Na ja, jedenfalls danke im voraus,  Jimmy


----------



## Christine (5. Aug. 2010)

*AW: Hecken vermehren*

Hi Jimmy,

vielleicht hilft Dir das weiter: http://forum.garten-pur.de/index.php?board=58;action=display;threadid=27402


----------



## Teicher (5. Aug. 2010)

*AW: Hecken vermehren*

H'lo Christine,
Es hat g'heissen das Rotbuchen schlecht zu ziehen sind von stecklinge.  Hast du 'ne ahnung ob ma Buchekern so kaufen kann?
Tschüüüß, Jimmy


----------



## Christine (5. Aug. 2010)

*AW: Hecken vermehren*

Hi,

es gibt Baumschulen, die sind auf die Vermehrung solcher Pflanzen spezialisiert und wenn Du nicht gleich 1 m hohe haben willst, wirst Du da sicher für kleines Geld fündig. Ansonsten könnte man vielleicht noch eine Handvoll im Wald sammeln.

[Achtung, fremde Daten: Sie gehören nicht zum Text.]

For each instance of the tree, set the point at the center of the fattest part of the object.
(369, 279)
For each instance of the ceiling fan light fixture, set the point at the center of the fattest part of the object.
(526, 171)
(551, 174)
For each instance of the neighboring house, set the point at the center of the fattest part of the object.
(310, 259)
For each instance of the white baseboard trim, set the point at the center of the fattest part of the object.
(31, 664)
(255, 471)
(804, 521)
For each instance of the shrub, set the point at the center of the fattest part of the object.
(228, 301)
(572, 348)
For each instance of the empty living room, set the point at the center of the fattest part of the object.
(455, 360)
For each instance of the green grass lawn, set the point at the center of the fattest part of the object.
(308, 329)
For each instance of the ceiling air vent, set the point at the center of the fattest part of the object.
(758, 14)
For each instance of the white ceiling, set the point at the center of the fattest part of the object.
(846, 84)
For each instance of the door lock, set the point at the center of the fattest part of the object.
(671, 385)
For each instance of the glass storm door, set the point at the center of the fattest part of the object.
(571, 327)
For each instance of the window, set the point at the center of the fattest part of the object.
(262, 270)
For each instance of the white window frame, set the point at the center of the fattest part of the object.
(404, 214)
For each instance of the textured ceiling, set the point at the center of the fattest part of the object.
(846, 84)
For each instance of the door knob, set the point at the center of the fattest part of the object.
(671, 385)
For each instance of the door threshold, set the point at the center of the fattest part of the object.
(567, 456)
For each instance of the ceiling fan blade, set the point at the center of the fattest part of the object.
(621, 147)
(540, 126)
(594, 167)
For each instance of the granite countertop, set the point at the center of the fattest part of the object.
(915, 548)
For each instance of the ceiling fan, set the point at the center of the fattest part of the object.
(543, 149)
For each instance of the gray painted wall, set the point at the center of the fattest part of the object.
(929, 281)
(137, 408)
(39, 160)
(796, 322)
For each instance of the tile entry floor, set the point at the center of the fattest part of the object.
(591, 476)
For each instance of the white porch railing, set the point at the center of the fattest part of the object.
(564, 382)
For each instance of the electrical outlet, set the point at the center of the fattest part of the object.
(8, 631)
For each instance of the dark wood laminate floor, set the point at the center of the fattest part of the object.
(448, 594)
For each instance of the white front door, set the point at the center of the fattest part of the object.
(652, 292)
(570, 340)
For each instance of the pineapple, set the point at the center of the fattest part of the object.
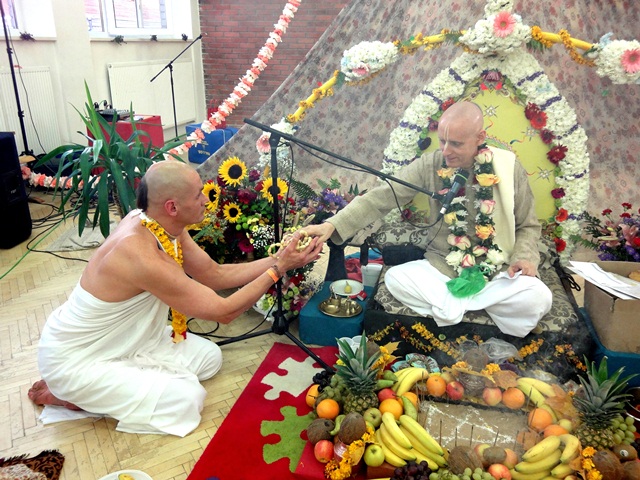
(359, 378)
(598, 402)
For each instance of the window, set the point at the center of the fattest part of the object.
(138, 17)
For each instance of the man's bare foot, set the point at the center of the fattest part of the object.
(40, 394)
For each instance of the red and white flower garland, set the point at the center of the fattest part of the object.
(247, 81)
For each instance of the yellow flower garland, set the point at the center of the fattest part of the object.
(174, 250)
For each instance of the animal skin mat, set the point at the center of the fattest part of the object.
(44, 466)
(263, 436)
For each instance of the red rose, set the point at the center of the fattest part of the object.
(547, 136)
(562, 215)
(560, 244)
(557, 154)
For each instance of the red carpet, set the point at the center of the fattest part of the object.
(263, 434)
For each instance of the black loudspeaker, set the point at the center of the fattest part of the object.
(14, 206)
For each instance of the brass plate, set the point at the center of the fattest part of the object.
(329, 309)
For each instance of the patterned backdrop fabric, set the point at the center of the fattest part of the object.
(357, 120)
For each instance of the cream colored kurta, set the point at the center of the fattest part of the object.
(117, 359)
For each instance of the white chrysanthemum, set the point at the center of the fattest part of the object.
(609, 61)
(367, 58)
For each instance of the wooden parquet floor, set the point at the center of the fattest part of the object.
(32, 285)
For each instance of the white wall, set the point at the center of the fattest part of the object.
(73, 58)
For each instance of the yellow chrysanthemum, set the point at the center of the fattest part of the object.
(266, 188)
(232, 212)
(212, 192)
(232, 171)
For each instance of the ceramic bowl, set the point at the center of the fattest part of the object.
(136, 474)
(339, 285)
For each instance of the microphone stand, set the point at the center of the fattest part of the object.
(15, 86)
(170, 67)
(373, 171)
(280, 324)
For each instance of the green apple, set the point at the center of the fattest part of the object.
(373, 416)
(373, 455)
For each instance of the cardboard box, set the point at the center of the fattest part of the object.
(616, 321)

Edit sagt, hier kriegst Du Wurzelware das Stück für 2,80 EUR


----------



## karsten. (5. Aug. 2010)

*AW: Hecken vermehren*



Teicher schrieb:


> Hallo alle,
> Kann man Rotbuchen __ Heckenpflanzen durch stecklinge vermehren? ......



Hallo

Im Prinzip .........   ja   

nur nicht jetzt  


und

als Hecke werden eher Hainbuchen als Rotbuchen verwendet.

 meinst Du wirklich Rotbuche(Fagus sylvatica) oder doch Hainbuche  (Carpinus betulus) ?

die wiederum ist gar keine Buche sondern eine __ Birke 


eine Handvoll Jungpflanzen gibt´s für kleines Geld 
die Bewurzelung dauert lange , klappt nur manchmal und kostet mit Bewurzelungshormon:smoki und Substrat auch richtig 

mfG



> Die Stecklinge sollten aus leicht bis vollständig verholzten Trieben geschnitten werden. Die Stecklinge kann man also im März, kurz vor dem Austrieb, schneiden. Zum Stecken führt man einen doppelten, schrägen Schnitt aus und behandelt die Schnittflächen mit Bewurzelungs*hormonen. Leicht verholzte Stecklinge werden im Juni geschnitten, wenn der Austrieb beendet ist. Um übermäßige Verdunstung zu verhindern, werden in diesem Fall die Blätter halbiert und die unteren Blätter entfernt. Die Länge der Stecklinge beträgt in beiden Fällen ca. 7-10 cm. Sind sie vorbereitet, werden sie in eine Schale mit Akadamasubstrat gepflanzt, was eine gute Drainage erlaubt. Der Behälter wird dann an einen schattigen, vor Wind geschützten Platz gestellt, wobei immer auf ausreichende Feuchtigkeit zu achten ist. Nach ungefähr zwei Jahren können die Stecklinge im Frühling in einzelne Anzuchtschalen verpflanzt werden.


 bonsaiforum.de


----------



## Teicher (7. Aug. 2010)

*AW: Hecken vermehren*

Danke leute für eure antworten.  Selbst zu machen wäre mir zu aufwendig, es war nur 'ne gedanke.
Macht's gut, Jimmy


----------